4D bioprinting of shape-morphing structures capable of self-transformation with intrinsic stimuli. (A) Biomimetic 4D printing of self-folding objects via anisotropic swelling: (a) 4D printing induce shear-induced alignment of cellulose microfibers; (b) anisotropic swelling in the longitudinal direction; (c) Blue staining of aligned printed fibers; (d) anisotropic swelling trigger folding of the printed pattern into the flower-shaped structure. (B) 4D biofabrication of Ca2+ responsive cell-laden hollow tubes: (a) printing of AA-MA or HA-MA in presence/absence of cells; (b) crosslinking of the printed films via irradiation with visible light; (c) spontaneous folding into tubular structures in aqueous solution; (d) reversible unfolding (middle image)/folding (right image) in using Ca2+ and EDTA, respectively; (e) live/dead assay of cells encapsulated into self-folded tubes after 1 (left image), 2 (middle image), and 7 (right image) days of culture. (C) Self-folding via osmolarity gradient: (a) printing of droplet network using lipid-coated aqueous droplets of different osmolarities to trigger bending via swelling/shrinking; (b) and (c) self-folding of the printed strip and slower-shaped bilayers driven by different osmolarities, respectively. A: [367], Copyright 2016. Reproduced with permission from Nature publishing group. B: [368], Copyright 2017. Reproduced with permission from John Wiley and Sons Inc. C: [369], Copyright 2013. Reproduced with permission from the American Association for the Advancement of Science.

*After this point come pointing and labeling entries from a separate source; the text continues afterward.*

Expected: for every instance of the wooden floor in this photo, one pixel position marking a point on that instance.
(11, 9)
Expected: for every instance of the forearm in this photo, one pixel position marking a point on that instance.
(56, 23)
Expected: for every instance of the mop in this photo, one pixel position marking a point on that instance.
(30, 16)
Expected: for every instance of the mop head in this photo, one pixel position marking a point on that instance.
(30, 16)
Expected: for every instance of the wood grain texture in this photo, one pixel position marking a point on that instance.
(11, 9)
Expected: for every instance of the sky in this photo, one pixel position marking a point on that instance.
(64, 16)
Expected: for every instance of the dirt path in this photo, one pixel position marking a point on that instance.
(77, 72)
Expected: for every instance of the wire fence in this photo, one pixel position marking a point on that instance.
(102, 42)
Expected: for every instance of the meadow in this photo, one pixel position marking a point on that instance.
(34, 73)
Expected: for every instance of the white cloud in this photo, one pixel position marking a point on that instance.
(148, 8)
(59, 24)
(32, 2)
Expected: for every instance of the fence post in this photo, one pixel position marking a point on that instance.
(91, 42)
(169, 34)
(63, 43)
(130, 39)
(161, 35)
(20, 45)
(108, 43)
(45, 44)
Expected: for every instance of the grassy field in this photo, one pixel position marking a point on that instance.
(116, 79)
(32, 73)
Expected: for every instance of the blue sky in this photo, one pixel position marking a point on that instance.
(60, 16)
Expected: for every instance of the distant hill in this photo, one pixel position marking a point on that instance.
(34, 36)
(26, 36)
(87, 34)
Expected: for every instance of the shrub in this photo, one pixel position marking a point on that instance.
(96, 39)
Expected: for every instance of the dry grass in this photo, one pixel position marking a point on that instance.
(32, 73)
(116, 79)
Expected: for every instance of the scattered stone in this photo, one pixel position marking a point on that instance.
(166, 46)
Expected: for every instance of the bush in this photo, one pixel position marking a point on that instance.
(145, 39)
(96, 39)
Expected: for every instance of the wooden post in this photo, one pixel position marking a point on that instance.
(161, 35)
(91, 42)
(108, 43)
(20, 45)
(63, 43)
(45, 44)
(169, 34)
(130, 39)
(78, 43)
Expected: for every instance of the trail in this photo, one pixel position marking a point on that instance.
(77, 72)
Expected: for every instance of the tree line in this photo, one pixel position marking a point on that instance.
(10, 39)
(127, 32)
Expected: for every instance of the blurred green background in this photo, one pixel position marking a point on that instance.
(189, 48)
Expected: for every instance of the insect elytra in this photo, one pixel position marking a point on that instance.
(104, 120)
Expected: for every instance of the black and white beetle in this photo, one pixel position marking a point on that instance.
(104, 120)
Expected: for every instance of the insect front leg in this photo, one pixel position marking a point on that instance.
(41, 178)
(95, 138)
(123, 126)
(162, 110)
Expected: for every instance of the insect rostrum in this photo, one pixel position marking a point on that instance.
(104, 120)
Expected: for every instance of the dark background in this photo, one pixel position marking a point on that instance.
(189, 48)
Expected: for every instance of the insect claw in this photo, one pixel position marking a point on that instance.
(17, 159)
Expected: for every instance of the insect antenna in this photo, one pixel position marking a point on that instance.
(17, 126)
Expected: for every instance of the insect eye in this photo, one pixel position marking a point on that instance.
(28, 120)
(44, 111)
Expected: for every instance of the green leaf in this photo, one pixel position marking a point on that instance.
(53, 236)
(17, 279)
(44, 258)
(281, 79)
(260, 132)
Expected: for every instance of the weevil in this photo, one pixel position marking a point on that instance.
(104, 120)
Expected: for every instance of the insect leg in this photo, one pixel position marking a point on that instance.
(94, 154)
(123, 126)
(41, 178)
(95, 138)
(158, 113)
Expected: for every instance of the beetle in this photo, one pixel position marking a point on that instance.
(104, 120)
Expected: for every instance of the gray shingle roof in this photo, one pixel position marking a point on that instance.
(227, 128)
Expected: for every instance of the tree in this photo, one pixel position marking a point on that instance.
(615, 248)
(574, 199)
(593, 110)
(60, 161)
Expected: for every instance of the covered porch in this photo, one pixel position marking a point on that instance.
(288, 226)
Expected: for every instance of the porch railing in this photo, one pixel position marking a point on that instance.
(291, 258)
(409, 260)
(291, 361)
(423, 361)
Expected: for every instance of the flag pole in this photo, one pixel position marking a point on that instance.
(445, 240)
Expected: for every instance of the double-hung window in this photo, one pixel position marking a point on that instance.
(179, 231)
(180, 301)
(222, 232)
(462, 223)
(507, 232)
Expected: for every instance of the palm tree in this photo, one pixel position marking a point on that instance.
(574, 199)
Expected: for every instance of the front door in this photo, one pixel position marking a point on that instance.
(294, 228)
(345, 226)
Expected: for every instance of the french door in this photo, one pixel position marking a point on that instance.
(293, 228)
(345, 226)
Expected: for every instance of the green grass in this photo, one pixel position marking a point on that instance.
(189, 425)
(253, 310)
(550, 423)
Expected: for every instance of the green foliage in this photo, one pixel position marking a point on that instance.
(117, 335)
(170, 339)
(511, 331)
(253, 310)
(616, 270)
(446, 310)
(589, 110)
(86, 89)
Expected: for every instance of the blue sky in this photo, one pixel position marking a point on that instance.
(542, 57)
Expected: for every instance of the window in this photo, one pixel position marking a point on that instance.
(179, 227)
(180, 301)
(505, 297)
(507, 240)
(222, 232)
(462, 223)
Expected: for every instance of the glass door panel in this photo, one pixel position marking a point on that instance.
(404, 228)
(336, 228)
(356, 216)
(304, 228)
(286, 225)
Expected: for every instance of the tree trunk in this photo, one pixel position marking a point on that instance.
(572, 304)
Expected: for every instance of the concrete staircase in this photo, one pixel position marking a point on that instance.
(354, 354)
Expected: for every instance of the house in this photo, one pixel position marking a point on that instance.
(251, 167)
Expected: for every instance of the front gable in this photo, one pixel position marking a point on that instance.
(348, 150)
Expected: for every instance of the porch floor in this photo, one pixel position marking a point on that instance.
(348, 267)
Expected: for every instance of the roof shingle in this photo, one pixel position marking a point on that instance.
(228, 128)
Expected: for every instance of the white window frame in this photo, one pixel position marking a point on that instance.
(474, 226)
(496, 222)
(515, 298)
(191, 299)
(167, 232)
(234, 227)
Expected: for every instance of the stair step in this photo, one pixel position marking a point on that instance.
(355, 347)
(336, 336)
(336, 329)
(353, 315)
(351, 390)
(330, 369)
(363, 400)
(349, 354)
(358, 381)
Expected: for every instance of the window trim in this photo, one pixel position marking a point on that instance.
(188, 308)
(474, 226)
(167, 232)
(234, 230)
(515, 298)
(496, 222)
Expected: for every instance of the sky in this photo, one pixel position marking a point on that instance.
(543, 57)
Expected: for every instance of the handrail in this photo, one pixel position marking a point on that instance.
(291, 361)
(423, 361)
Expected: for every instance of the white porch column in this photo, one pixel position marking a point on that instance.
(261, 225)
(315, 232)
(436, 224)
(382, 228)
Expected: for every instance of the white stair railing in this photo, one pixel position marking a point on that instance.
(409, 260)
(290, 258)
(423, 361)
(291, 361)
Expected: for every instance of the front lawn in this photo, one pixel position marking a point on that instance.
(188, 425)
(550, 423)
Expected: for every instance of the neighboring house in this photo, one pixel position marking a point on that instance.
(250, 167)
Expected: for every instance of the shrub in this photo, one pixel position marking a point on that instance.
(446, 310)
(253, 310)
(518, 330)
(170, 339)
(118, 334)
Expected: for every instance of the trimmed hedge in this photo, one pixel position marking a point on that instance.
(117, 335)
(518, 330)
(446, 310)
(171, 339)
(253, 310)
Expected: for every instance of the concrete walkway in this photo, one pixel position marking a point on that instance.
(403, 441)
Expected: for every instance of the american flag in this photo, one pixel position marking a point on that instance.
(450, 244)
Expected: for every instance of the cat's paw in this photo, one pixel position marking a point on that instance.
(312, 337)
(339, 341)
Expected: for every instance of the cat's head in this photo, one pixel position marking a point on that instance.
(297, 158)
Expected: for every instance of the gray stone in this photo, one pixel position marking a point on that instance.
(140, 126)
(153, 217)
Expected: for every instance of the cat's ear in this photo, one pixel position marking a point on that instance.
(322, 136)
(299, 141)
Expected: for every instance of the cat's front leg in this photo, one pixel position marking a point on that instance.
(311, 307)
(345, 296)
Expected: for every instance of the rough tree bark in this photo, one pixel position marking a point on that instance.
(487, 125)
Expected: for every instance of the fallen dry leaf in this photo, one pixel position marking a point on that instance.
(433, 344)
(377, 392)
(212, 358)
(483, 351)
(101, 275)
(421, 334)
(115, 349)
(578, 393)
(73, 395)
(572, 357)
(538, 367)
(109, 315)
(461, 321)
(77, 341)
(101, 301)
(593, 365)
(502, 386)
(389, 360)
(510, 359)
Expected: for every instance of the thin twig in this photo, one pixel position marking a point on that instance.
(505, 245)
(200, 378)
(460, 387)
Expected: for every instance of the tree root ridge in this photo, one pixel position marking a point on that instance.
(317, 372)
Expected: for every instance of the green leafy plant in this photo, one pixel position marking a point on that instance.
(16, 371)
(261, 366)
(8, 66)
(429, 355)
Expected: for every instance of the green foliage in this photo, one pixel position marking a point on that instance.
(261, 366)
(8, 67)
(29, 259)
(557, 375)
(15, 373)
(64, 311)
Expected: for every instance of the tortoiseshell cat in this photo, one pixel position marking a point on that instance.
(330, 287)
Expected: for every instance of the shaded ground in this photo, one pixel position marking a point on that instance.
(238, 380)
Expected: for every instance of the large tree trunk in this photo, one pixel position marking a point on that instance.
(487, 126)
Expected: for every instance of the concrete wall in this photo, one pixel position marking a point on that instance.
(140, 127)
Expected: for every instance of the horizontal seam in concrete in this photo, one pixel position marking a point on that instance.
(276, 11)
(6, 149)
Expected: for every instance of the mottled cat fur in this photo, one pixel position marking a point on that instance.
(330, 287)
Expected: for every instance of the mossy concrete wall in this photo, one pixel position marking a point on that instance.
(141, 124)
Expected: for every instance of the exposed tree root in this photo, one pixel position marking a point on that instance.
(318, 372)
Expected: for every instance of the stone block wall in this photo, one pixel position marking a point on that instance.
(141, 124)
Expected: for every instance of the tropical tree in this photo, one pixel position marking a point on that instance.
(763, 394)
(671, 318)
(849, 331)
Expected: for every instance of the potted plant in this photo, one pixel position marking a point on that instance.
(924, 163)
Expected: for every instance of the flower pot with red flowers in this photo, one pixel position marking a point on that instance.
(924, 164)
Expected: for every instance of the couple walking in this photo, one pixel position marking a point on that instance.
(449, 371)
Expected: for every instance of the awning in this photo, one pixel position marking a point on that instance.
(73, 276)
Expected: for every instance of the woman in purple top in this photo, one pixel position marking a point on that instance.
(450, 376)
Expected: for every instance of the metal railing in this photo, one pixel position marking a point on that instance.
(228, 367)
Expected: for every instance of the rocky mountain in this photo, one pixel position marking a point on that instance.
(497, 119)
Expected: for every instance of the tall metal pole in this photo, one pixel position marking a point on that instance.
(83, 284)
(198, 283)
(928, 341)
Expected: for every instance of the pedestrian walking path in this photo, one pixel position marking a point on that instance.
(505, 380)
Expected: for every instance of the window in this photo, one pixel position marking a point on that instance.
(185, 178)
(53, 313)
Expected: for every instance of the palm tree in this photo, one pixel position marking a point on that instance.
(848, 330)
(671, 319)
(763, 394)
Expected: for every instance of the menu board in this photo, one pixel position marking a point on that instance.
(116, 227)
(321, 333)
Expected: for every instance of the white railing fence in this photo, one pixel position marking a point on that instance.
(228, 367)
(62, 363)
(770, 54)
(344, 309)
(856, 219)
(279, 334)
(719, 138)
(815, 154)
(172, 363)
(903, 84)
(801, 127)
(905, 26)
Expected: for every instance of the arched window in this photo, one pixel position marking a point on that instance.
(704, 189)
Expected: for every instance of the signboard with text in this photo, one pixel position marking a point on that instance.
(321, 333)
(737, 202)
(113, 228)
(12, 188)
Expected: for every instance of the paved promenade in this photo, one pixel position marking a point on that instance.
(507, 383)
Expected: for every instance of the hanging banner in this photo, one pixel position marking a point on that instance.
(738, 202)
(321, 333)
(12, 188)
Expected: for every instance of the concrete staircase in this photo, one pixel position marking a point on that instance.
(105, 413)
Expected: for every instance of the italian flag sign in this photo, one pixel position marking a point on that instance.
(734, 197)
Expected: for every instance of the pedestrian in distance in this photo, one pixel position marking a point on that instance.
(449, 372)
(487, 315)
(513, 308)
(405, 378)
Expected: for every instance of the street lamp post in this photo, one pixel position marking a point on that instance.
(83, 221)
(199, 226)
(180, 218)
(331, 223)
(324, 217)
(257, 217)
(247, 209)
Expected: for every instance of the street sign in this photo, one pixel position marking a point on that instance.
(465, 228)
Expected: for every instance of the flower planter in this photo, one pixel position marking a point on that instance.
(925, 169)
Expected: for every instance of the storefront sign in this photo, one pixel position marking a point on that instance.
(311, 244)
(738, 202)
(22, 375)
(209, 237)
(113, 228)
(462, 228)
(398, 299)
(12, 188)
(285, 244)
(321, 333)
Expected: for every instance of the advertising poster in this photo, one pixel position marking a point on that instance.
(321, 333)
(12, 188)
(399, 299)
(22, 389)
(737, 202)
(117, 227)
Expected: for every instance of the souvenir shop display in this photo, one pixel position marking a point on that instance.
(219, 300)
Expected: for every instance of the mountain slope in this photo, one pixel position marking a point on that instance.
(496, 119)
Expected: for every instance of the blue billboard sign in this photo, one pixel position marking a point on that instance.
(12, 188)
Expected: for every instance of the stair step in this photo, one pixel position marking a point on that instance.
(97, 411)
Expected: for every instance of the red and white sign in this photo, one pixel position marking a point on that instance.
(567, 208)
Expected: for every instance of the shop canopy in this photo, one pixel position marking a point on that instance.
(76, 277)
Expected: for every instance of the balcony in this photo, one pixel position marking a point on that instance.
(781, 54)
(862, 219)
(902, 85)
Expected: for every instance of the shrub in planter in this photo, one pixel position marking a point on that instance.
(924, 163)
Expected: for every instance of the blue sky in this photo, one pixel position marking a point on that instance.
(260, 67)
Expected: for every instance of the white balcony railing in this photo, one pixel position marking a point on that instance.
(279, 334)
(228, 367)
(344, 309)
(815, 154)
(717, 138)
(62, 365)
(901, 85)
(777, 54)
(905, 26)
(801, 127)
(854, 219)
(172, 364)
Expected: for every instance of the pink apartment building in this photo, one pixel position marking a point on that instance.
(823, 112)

6. Conclusions and future perspectives

Hydrogel-based scaffolds with stimuli-responsive behavior have attracted significant interest in the development of dynamic 3D constructs, which allow spatiotemporal modulation of physical and biological cues, as well as real-time monitoring of cell behavior. This review highlights the intriguing role of stimuli-responsive hydrogels in on-demand manipulation of cell-directing cues reversibly and irreversibly. It also emphasizes the integration of stimuli-responsive biomaterials with advanced biofabrication technologies (such as microfluidics, lithography, 3D bioprinting, and patterning-based techniques etc.), which provides opportunities to develop sophisticated 3D constructs with organizational features similar to native tissues over multiple length scales and capable of undergoing programmable shape change in response to external stimuli. Studies using such 3D constructs can prompt understanding on complex cellular processes.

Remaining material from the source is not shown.